Stall Conditions

A lexer may possibly stall, if mode transitions happen without progress in the input stream in the given scenarious below.

  • undo() undoes the current input position progress, but no pattern and no event occurs that ensures progress.

  • Mode transitions in on_entry and on_exit handlers may causes infinite loop transitions between modes.

When undo(), or any seek backward, is called, it must be ensured that the lexer does not drop into the same code that called the undo() again and again. Due to its deterministic behavior, if the lexer remains in the same mode, it will enter the same code again, when it restarts after undo(), such as in the following example.

mode X { "go" { self.undo(); } }

One might either ‘flag’ the undo operation, such as in

mode X {
    ...
    "go" {
        if( false == self.undone ) { self.undo(); self.undone = true; }
        ...
    }
}

But, this behavior it is more appropriate to implement this behavior by regular expressions. A better way is to to transit to a different mode, i.e. a different language, to interpret what cannot be interpreted by the current mode. Then, however, it must be ensured, that the transition back does not happen on something that triggers the original transition.

mode X {
    ...
    "go" { self.undo(); self.enter_mode(Y); }
}
mode Y {
    ... /* nothing matching "go" */
    on_failure { self.undo(); self.enter_mode(X); }
}

In the code above, the lexer being in mode X undoes the match of go to be interpreted by Y. In mode Y there might be many patterns but none matching go, so that it is caught by on_failure. If on_failure undoes the matching of go and reenters X, the loop continues infinitely.

Another cause of infinite loops may occur, when mode transition handlers trigger mode transitions without being aware about the possible consequences, as shown below.

mode X {
   on_entry { self.enter_mode(Y); }
   ...
}
mode Y {
   on_entry { self.enter_mode(X); }
   ...
}

In the case above, X triggers a direct transition to Y as soon as it is entered. Y, then triggers a direct transition to X upon entry. The result is an infinite repetition of calls to the on_entry handlers.

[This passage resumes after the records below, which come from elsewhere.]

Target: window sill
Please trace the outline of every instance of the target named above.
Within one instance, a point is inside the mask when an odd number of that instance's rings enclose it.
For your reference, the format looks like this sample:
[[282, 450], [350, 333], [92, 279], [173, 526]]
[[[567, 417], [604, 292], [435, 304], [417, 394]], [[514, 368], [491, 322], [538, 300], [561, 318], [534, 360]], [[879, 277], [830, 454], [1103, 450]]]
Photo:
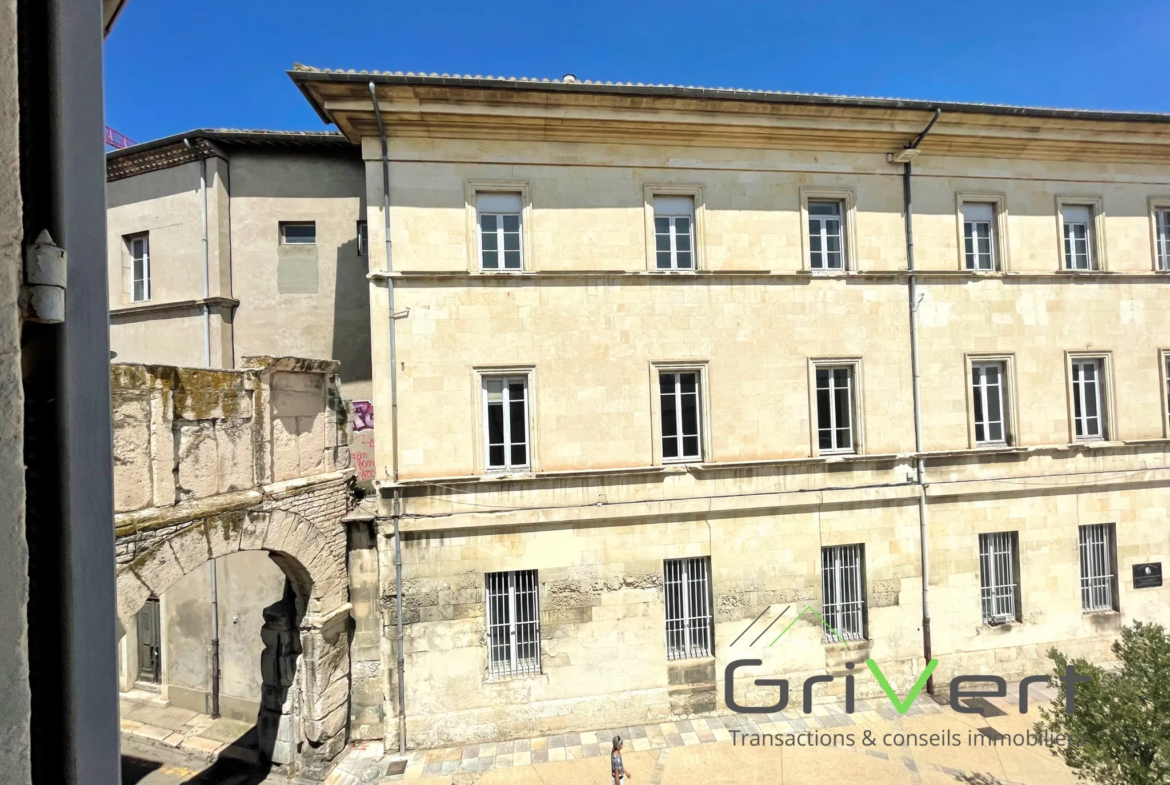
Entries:
[[859, 641], [823, 641], [825, 651], [864, 651], [873, 647], [873, 641], [865, 638]]
[[666, 658], [667, 665], [677, 665], [679, 663], [684, 663], [686, 665], [694, 665], [697, 662], [714, 662], [714, 661], [715, 661], [714, 654], [700, 654], [697, 657], [675, 657], [674, 659], [671, 659], [670, 657]]
[[692, 458], [663, 458], [663, 466], [702, 466], [703, 459], [697, 455]]
[[988, 632], [1006, 633], [1006, 632], [1010, 632], [1011, 630], [1015, 629], [1016, 627], [1020, 627], [1022, 625], [1023, 625], [1023, 622], [1020, 621], [1019, 619], [1011, 619], [1009, 621], [997, 621], [997, 622], [992, 622], [992, 621], [988, 621], [987, 619], [984, 619], [983, 623], [979, 625], [979, 629], [981, 631], [986, 630]]
[[486, 687], [489, 685], [504, 685], [518, 681], [534, 680], [541, 680], [547, 684], [548, 674], [544, 671], [536, 671], [534, 673], [502, 673], [495, 676], [490, 673], [484, 673], [481, 683]]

This case, of course, is oversimplified. However, if mode transitions are not avoided completely, such possible flows of control may slip into the lexical analyzer.

As a reminder, to prevent stalling a lexical analyzers, the following hints need to be considered.

  • If undo() or a seek() in backwards direction is applied in a handler, it must be made sure, that at all circumstances the lexer starts in a different state where the same undo() or seek() cannot appear.

  • Entry and exit handlers of modes shall not contain mode transitions.

Mode transitions in on_entry or on_exit, actually, render the mode transition commands obscure. If X triggers under some circumstance upon entry to another mode Y, then GOTO(X) means to enter X under some implicit conditions and Y under some implicit conditions. Implicit conditions are the mother of confusion, and thus best avoided.